In 1998, 812 hectares were planted with hybrid rice and glutinous rice, four rows of one and one row of the other. The crop was sprayed with fungicide only once. Yields reached 9 tons of hybrid rice and nearly 1 ton of glutinous rice per hectare. Even more impressive was the fact that, within the interplanted crop, the incidence of blast fell to 5 percent from a common level of 55 percent and the yield loss dropped from 28 percent to nothing at all.

In 1999, the area grew to 3,342 hectares, and the farmers involved boasted that interplanting was providing them with about US$150 more income per hectare.
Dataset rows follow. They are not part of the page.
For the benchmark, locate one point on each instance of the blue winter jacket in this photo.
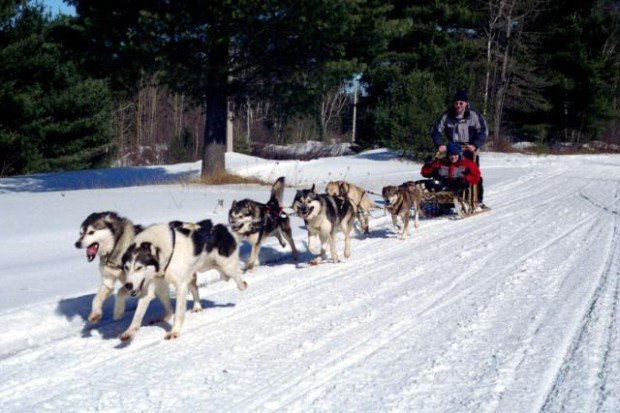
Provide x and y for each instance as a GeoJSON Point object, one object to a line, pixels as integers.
{"type": "Point", "coordinates": [470, 129]}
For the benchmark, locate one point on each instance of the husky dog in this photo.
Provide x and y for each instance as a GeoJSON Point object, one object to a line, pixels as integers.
{"type": "Point", "coordinates": [324, 215]}
{"type": "Point", "coordinates": [399, 200]}
{"type": "Point", "coordinates": [358, 198]}
{"type": "Point", "coordinates": [107, 235]}
{"type": "Point", "coordinates": [173, 253]}
{"type": "Point", "coordinates": [255, 222]}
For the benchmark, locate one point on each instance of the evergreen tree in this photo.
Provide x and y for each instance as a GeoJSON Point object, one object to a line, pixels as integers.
{"type": "Point", "coordinates": [53, 118]}
{"type": "Point", "coordinates": [438, 51]}
{"type": "Point", "coordinates": [582, 55]}
{"type": "Point", "coordinates": [214, 51]}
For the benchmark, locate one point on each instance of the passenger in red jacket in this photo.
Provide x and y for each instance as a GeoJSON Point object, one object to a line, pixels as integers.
{"type": "Point", "coordinates": [455, 171]}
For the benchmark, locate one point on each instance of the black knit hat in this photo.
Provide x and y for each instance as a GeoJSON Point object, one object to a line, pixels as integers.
{"type": "Point", "coordinates": [460, 95]}
{"type": "Point", "coordinates": [453, 148]}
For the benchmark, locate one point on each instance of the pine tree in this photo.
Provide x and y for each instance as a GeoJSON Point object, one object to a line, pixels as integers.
{"type": "Point", "coordinates": [53, 117]}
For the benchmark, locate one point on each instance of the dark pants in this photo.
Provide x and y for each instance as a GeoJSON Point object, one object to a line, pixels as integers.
{"type": "Point", "coordinates": [476, 158]}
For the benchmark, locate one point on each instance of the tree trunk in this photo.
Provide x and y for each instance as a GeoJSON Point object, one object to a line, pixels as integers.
{"type": "Point", "coordinates": [215, 130]}
{"type": "Point", "coordinates": [213, 153]}
{"type": "Point", "coordinates": [501, 92]}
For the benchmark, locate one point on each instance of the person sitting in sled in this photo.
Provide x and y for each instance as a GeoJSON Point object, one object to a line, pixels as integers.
{"type": "Point", "coordinates": [463, 125]}
{"type": "Point", "coordinates": [454, 171]}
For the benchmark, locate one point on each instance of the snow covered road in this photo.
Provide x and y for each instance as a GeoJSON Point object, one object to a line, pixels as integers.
{"type": "Point", "coordinates": [515, 310]}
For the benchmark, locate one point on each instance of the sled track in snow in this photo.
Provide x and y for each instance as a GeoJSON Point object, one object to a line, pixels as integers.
{"type": "Point", "coordinates": [606, 295]}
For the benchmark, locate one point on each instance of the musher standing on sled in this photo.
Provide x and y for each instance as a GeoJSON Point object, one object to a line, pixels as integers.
{"type": "Point", "coordinates": [464, 126]}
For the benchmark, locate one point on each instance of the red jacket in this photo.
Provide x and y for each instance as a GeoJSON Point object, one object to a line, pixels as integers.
{"type": "Point", "coordinates": [443, 168]}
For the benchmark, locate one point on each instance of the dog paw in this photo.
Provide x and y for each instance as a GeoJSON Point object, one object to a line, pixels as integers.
{"type": "Point", "coordinates": [171, 335]}
{"type": "Point", "coordinates": [95, 317]}
{"type": "Point", "coordinates": [127, 335]}
{"type": "Point", "coordinates": [315, 261]}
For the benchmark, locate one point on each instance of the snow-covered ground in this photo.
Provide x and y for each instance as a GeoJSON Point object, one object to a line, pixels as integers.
{"type": "Point", "coordinates": [515, 310]}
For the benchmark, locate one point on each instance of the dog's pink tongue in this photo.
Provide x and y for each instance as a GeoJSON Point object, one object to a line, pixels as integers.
{"type": "Point", "coordinates": [92, 250]}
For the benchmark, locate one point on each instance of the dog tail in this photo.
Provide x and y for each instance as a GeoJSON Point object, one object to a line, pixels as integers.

By the end of 2000, the IRRI-Yunnan research team plans to extend the scheme to cover up to 60,000 hectares and continue to expand it into the Philippines, Thailand, and other rice-producing nations.

IRRI's director general, Ronald P. Cantrell, says that this success, coupled with the earlier work in Vietnam by Dr. Heong, is clear evidence of IRRI's and the rice industry's commitment to ensuring a cleaner, greener environment. "The days of unsustainable high-input rice production are a thing of the past," Dr. Cantrell says. "At IRRI, we are focused on sustainable increases in production that are not only friendly to the environment but, most importantly, help farmers achieve a better quality of life."